Many of these students are inspired and become conservationist and environmental leaders. In addition, scientists from around the world visit the Garden to learn about California natives. Local gardeners take classes, and home gardeners learn zeroscape landscaping and other techniques.

Today we do not have the room to conduct these education programs as well as we should. About a quarter of the new square footage is for education.

Our research staff, garden staff, and administrative staff today work in an unproductive small space. After the rebuild of the Gane House, which was lost to fire, less than 1,000 additional square feet are for staff, volunteer, and visitor-serving space.

The reason there are no significant environmental impacts is because we are adding a very small about of space for very low impact use. It would be like a private home adding a plant shed and a place to store lawnmowers, or a 20- or 40-year-old home adding modern closets and bathrooms, and maybe a study, but not building a second unit.

What do you say to critics who complain that the Vital Mission Plan, and your administration specifically, is moving away from the Garden’s original mission?

As explained above, this is all about carrying out our mission, of plant conservation, research, education, and display.

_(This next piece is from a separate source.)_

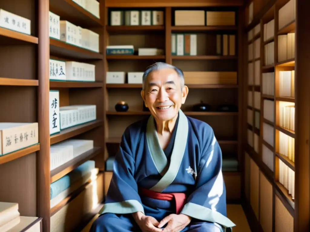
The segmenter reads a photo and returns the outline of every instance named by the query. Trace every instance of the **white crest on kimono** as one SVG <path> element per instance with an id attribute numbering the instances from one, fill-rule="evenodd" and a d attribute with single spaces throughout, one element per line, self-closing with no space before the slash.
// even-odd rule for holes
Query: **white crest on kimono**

Our mission was well-stated in 1927: “It is the aim of the Garden Committee to so unite the aesthetic, educational, and scientific that this Garden will hold a unique place in the horticultural world.”

Our mission today is unchanged. Some like to think of the Garden as a private nature preserve or a neighborhood park, but this never has been our mission.

Do you believe that the Garden has played nice enough with the neighbors and upheld its end of the deal to be a good neighbor?

One can never do enough to be a good neighbor. Since 1999 we have proposed plans and presented to our neighbors. We have listened and changed and refined the plans as a result.

Each time there has been a group of neighbors who want more reductions. We have now eliminated every thing we can eliminate. Until this plan, we never submitted a final plan for review by the county. Looking at past plans, this plan represents a huge reduction.

Being a good neighbor goes both ways. We are proud of the dozens of neighbors who have stepped up as supporters of our plan in the face of critical attacks by the small group that is still opposed.

As we spent a decade and a lot of funds listening and changing and rechanging and rechanging our plans in response to those opposed, they have not appreciated or even understood our need for the very basic plan we propose today.

I guess the fire hydrants fit this behavior the best. As part of the Vital Mission Plan we have proposed a myriad of fire protection measures. Six new fire hydrants were included in the original submittal, yet we determined about 18 months ago that we did not want to tempt fate without the protection of the hydrants. It seemed like a no-brainer to move ahead with those right away.

Yet the very same group that remains opposed to the Garden Vital Mission Plan opposed the hydrants, costing the Garden tens of thousands of dollars in legal and engineering costs. Fortunately, the Garden prevailed and those very six hydrants allowed us to save the landscaped section of the Garden, including the seed bank and other important buildings. Others feel that stopping the fire at the Garden protected much of Mission Canyon.

If the opposition by this group is legitimate, we question why they would oppose hydrants? And why would they oppose the bare bones plan they have asked us for over the past decade.

There is a need for give and take, we have given and given and those who remain opposed have taken and taken. It needs to be two-way.

A common complaint I hear is that there used to be more Gardeners than well-paid executives at the Garden. What do you say to that?

This is not true. The Garden is run by a skeleton staff of four executives. Like every non-profit, the recession has hit us hard, but we have not laid off a single gardener.

How many more special events are expected each year, and how much larger will those special events be than in the past?

Presently there’s no limit on special event. With the vital mision plan, there will be limits in place for the first time. There will be neither more nor larger special events than in the past.